The annual Clean Energy Trends report, produced by leading clean-tech research and publishing firm Clean Edge, can be downloaded at no cost at www.cleanedge.com.

The 2008 report finds that for the first time three leading clean-energy technologies each surpassed $20 billion in revenue.

  • Global production and wholesale pricing of biofuels reached $25.4 billion in 2007 and is projected to hit $81.1 billion by 2017. The global biofuels market last year consisted of more than 13 billion gallons of ethanol and more than 2 billion gallons of biodiesel production worldwide.
  • Wind power is expected to expand from $30.1 billion in 2007 to $83.4 billion in 2017. Last year’s global wind power installations reached a record 20,000 megawatts (MW), equivalent in size to 20 conventional fossil-fuel power plants.
  • Solar photovoltaics (including modules, system components, and installation), which totaled $20.3 billion last year, will more than triple to $74 billion by 2017. Annual installations in 2007 were just shy of 3,000 MW worldwide.

New global investments in energy technologies - including venture capital (VC), project finance, public markets, and research and development - have expanded by 60 percent from $92.6 billion in 2006 to $148.4 billion in 2007, according to research firm and Clean Energy Trends content partner New Energy Finance.

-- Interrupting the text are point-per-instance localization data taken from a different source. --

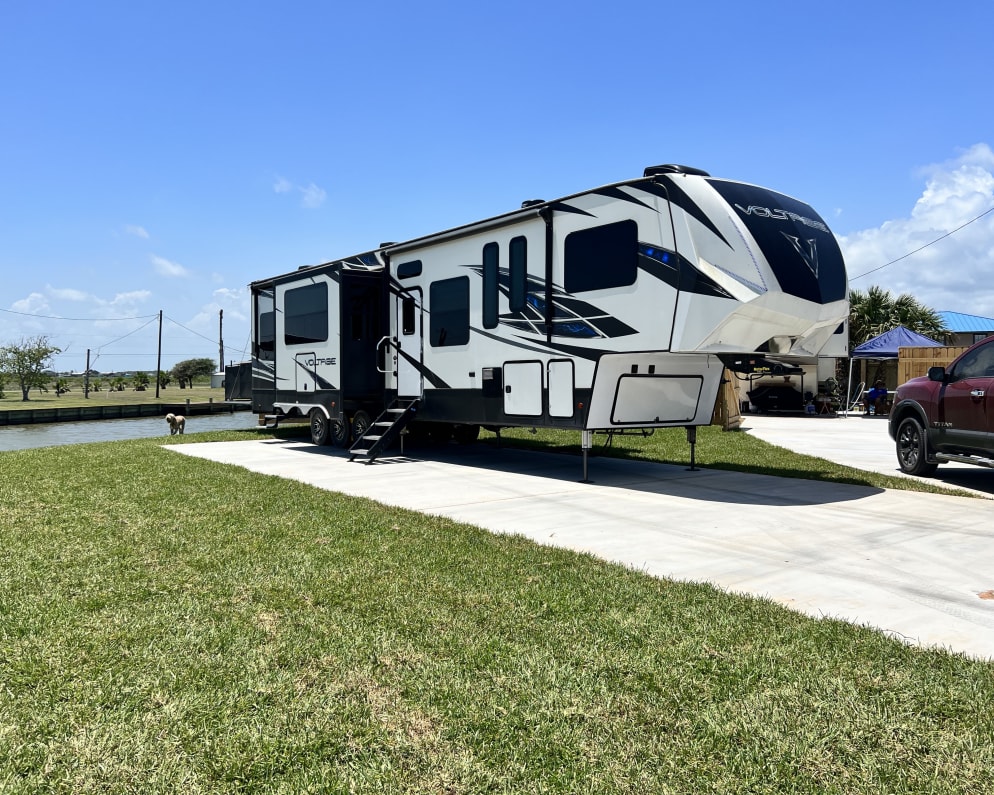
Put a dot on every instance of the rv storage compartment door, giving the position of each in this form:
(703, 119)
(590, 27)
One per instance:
(656, 398)
(305, 375)
(523, 388)
(561, 388)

In the U.S., venture capitalists invested $2.7 billion in the clean-energy sector, representing almost 10 percent of total VC activity.

Clean Energy Trends 2008 also outlines five trends poised to make an impact on the markets this year. They describe:

  • How small start-ups are powering markets for electric vehicles
  • Sustainable cities are being designed and built from the ground up
  • Overseas players are powering the U.S. wind market boom
  • Geothermal energy is experiencing a global renaissance as a clean-energy resource
  • New technologies are helping oceangoing ships take a cleaner tack

“Clean energy has moved from the margins to the mainstream and the proof is in these numbers,” said Clean Edge co-founder and principal Ron Pernick. “Amid last year’s plummeting housing prices, rising foreclosure rates, and record high oil prices, clean energy continued to provide a bright spot in an otherwise sluggish economy.”